De afgelopen drie jaar heeft dit fenomeen ervoor gezorgd dat de temperaturen na de piek in 2016 een plateau bereikten.
Het heeft ook de verdeling van de neerslag veranderd, waardoor de droogte in Noord-Amerika is toegenomen en er in Australië en Nieuw-Zeeland veel regen is gevallen.
Er hebben zich atypische verschijnselen voorgedaan, zoals de recente uitzonderlijke overstromingen in Californië, die zich gewoonlijk voordoen tijdens de El Nino-periode.
Nu wordt verwacht dat de Nina plaats zal maken voor 'neutrale' (niet-anomale) omstandigheden in het voorjaar, voordat El Nino het vanaf de zomer overneemt.
De terugkeer van het verschijnsel is bevestigd door alle belangrijke gespecialiseerde instanties: de Wereld Meteorologische Organisatie, de Universiteit van Columbia en de NOAA (US Meteorological Administration).
De kans dat het verschijnsel vanaf augustus terugkeert, wordt door de Universiteit van Columbia geschat op 55 à 60%.
De El Nino-fasen zorgen ervoor dat de wateren van de Stille Oceaan opwarmen en leiden ook tot een stijging van de wereldwijde temperaturen.
Het warmste jaar ooit was 2016, toen El Nino opmerkelijk intens was.
Hoewel de intensiteit van de komende gebeurtenis nog moet worden afgewacht, mag redelijkerwijs worden aangenomen dat deze zal leiden tot een warmer 2023 dan 2022.
Gezien de vertragingstijd in de atmosfeer zal de stijging dit jaar waarschijnlijk gematigd blijven, om pas in 2024 toe te nemen, zoals bevestigd door het Met Office.
El Nino-pieken komen gewoonlijk voor tussen november en februari, en dit zou het geval kunnen zijn.
Na de bijzonder spectaculaire effecten van La Nina in Australië en Nieuw-Zeeland, alsook in Amerika (droogte in Californië gevolgd door recordneerslag in januari), zou El Nino andere soorten slecht weer kunnen veroorzaken, voornamelijk gelokaliseerd boven de intertropische zone.
El Nino veroorzaakt ook droogtes en hittegolven (in Australië zoals in 2019, alsook in Indonesië.
Andere gevolgen: cyclonen zijn talrijker in het centrale deel van de Stille Oceaan, terwijl orkanen over het algemeen minder talrijk zijn in de Atlantische Oceaan.
In Europa is de invloed van het El Nino-fenomeen moeilijker vast te stellen.
Sommige studies wijzen op een verband tussen El Nino en een toename van de voorjaarsneerslag.
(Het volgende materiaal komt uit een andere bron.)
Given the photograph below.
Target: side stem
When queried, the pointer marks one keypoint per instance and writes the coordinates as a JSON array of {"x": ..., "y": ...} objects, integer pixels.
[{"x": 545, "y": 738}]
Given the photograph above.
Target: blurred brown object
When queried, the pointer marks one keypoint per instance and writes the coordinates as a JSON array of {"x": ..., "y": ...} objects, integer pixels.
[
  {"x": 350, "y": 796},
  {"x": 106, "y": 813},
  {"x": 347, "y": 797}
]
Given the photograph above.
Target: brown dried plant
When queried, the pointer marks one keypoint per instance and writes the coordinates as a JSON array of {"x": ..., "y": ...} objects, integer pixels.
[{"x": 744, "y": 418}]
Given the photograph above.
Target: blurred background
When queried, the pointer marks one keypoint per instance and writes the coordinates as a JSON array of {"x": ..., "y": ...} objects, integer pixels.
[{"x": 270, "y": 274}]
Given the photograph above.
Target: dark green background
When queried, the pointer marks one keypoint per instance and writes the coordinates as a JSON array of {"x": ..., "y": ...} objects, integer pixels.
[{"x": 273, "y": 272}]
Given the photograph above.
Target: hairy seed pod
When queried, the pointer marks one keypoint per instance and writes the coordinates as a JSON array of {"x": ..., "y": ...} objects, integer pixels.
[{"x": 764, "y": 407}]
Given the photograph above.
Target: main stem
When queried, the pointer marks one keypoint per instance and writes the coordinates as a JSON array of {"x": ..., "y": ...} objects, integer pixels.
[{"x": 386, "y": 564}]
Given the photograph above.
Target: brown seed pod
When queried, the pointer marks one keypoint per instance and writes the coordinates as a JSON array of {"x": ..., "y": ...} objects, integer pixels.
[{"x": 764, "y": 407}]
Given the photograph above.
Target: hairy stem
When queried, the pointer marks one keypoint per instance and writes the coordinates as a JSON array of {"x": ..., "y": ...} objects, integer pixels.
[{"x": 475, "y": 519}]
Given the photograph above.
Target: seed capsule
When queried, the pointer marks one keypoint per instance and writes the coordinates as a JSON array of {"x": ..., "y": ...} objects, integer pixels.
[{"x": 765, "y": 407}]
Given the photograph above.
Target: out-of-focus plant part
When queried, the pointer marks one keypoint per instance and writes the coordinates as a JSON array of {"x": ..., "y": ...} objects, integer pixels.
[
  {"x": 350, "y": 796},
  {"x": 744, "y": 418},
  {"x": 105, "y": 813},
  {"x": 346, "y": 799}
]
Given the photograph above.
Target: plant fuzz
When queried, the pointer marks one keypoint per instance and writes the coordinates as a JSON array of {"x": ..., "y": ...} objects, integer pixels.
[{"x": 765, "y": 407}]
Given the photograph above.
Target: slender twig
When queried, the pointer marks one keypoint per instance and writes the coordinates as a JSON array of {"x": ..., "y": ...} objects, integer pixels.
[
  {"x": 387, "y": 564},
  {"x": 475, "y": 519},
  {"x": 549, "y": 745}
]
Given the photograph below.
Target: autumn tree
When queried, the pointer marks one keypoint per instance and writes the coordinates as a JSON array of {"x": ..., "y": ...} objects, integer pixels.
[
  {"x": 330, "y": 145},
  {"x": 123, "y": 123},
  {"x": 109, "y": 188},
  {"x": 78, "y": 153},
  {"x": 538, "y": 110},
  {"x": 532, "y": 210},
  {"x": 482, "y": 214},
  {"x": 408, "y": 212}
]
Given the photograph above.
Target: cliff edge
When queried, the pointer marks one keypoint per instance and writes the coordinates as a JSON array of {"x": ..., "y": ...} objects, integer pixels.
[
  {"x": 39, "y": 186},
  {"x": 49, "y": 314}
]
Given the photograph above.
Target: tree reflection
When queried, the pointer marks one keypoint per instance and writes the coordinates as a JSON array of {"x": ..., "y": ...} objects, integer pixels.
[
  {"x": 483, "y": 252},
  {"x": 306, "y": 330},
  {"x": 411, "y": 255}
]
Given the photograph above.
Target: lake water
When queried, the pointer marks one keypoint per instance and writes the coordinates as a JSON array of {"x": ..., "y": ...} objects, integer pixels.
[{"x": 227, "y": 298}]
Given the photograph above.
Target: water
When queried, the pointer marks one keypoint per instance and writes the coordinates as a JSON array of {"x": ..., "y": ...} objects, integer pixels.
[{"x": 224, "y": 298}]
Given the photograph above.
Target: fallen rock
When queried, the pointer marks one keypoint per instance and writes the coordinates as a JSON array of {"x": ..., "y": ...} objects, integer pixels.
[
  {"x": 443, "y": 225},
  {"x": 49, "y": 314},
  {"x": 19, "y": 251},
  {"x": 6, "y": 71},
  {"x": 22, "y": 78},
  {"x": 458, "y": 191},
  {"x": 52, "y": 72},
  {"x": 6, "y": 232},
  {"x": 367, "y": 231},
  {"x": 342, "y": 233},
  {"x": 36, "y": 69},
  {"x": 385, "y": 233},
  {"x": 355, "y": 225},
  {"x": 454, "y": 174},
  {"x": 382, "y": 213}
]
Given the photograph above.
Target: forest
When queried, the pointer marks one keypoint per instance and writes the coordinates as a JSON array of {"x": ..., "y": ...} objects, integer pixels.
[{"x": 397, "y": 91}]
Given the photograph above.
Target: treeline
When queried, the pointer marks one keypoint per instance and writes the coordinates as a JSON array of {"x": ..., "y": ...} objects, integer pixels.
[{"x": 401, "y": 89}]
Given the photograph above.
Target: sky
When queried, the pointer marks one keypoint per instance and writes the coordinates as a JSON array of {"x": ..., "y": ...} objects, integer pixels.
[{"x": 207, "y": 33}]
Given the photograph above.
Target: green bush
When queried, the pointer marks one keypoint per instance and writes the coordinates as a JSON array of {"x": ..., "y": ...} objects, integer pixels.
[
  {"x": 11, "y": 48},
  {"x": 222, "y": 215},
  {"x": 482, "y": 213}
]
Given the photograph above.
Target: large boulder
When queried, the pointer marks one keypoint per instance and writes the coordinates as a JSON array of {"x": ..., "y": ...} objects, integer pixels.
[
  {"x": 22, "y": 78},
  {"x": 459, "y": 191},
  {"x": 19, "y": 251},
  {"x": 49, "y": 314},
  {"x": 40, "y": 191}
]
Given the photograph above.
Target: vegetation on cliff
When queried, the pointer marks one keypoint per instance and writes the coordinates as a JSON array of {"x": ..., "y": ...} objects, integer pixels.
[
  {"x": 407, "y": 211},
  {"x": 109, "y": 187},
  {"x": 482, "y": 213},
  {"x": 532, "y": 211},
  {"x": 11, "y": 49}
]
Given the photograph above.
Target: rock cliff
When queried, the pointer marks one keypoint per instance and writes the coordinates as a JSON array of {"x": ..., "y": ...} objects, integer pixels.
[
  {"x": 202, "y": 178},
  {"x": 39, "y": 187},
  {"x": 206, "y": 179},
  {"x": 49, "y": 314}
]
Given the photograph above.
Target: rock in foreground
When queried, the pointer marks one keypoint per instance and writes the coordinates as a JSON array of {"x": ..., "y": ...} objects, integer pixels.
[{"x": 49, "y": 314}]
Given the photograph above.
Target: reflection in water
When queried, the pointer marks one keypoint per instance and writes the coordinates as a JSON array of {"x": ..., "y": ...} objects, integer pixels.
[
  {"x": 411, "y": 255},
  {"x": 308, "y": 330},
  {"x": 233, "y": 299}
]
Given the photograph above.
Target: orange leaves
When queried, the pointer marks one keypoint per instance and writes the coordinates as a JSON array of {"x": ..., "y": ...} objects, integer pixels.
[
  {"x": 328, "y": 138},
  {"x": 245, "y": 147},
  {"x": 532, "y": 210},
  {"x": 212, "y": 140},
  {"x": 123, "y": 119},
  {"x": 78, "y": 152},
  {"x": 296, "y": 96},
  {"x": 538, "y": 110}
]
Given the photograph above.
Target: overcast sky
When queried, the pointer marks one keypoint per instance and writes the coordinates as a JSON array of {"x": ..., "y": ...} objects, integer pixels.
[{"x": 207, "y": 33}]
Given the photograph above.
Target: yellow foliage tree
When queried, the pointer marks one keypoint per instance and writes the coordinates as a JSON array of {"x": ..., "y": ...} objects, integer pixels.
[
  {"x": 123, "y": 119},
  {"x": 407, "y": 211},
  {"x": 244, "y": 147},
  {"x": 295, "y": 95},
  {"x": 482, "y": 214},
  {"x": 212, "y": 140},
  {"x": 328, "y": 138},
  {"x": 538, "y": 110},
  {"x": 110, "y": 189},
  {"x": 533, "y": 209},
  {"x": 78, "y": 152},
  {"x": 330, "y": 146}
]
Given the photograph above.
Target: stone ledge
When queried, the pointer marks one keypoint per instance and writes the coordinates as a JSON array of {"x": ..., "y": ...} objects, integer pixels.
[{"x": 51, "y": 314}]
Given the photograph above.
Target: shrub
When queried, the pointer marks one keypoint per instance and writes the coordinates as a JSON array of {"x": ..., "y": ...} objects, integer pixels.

Andere studies wijzen erop dat El Nino ook een rol speelt in de Europese zomers, en kan leiden tot een toename van gewelddadige gebeurtenissen en hittegolven.
Maar het lijkt erop dat de huidige opwarming van de aarde deze waarnemingen verandert, aangezien Europa vorig jaar zijn warmste zomer registreerde in het midden van de Nina.